#Neo4j #London #Meetup

Last night I attended the Neo4j meetup, which wasnt far from this pretty spectacular building:


Anyway, I digress.

So the talk was all about knowledge graphs, and was presented by Petra Selma who is driving the direction and development of Cypher – the neo4j query language.

So, some very interesting points were made, here are my highlights, in no particular order!
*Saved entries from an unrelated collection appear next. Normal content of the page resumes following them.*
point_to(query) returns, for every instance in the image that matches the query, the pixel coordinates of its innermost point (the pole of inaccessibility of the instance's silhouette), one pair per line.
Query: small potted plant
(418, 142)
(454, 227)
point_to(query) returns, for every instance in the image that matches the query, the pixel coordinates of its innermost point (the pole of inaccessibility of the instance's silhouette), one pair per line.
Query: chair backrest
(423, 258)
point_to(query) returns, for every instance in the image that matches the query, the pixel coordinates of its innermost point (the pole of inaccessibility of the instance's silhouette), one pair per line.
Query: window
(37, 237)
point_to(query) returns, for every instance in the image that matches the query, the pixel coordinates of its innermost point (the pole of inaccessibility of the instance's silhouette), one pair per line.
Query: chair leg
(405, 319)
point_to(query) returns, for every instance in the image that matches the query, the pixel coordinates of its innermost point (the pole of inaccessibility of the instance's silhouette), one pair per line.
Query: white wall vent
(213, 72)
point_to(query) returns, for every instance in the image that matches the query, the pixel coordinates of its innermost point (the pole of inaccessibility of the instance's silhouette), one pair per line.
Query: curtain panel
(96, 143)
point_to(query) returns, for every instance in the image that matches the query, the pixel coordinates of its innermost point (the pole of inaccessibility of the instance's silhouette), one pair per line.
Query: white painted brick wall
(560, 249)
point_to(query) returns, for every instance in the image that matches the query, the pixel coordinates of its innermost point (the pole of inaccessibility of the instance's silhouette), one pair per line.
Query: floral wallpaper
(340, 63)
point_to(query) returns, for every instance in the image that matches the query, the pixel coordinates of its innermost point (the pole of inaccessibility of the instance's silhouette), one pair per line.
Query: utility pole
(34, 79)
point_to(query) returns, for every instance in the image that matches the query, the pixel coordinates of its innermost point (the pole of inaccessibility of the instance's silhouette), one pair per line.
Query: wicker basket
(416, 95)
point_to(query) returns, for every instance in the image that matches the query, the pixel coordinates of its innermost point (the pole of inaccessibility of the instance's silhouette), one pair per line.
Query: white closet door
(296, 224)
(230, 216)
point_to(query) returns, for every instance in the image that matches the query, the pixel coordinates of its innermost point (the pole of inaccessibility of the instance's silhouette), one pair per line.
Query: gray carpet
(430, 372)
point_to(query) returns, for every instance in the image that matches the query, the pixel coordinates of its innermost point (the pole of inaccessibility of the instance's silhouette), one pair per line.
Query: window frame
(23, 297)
  • Neo4j and Edinburgh university are working to define and lock down the semantics of Cypher – or rather graph query language. The aim is to produce a standard that all vendors actually adhere to – Unlike SQL where every dialect is different. This is a noble aim, however if graph tech does take off, I can’t see it happening!
  • It’s quite curious that Cypher queries a graph, yet returns a table. This struck me as odd from the very start but subsequently Petra pointed out that in the next version you do have the option to return a graph – and indeed to build chains of queries.  Interesting stuff. (Composition was it called?)
  • Another interesting point – Typically when querying your graph it’s not uncommon to find unexpected insights – the whole “you dont know what you dont know”.  It’s hard to see from the query syntax how that is encouraged but I guess you need to delve deep into it to see.
  • When scaling out Neo4j they use causal consistency – so even if writes occur on different boxes, they are guaranteed to occur in the correct order.
    • This is related to another point – Neo4j seems very focussed on OLTP.  Insert speed. Acid etc.  It’ll be interesting to see how (if) that can also translate to a more analytic tool (which is the way they’re going now they’re moving to a graph “platform”
    • It’s very operationally focussed. All the connectors are geared towards keeping the Neo graph up to date in real time – presumably so that analytics etc are always up to date.  In that sense it’s more like another part of your operational architecture. It’s not like a datalake/warehouse.
    • Obviously there’s connectors for all sorts of sources. Plus you can use kettle where there isn’t – they didn’t mention that though!
    • However, in pointing out that you’re trying to move away from silo’d data etc, you are of course,  creating another silo, albeit one that reads from multiple other sources.
  • next versions will have support for tenancy, more data types, etc.  Multiple graphs. etc.
  • Indexing is not what you think – typically when querying a graph you find a node to start, and then traverse from there. So indexing is all about finding that initial node.
  • A really good point I liked a lot – the best graphs are grown and enriched organically.  As you load more data, enrich your graph. It’s a cycle
    • Additionally you can use ML (machine learning) to add labels to your graph.  Then the enriched graph becomes input to your ML again, and round you go!
    • So, start simple, and build up.  Let the benefits come.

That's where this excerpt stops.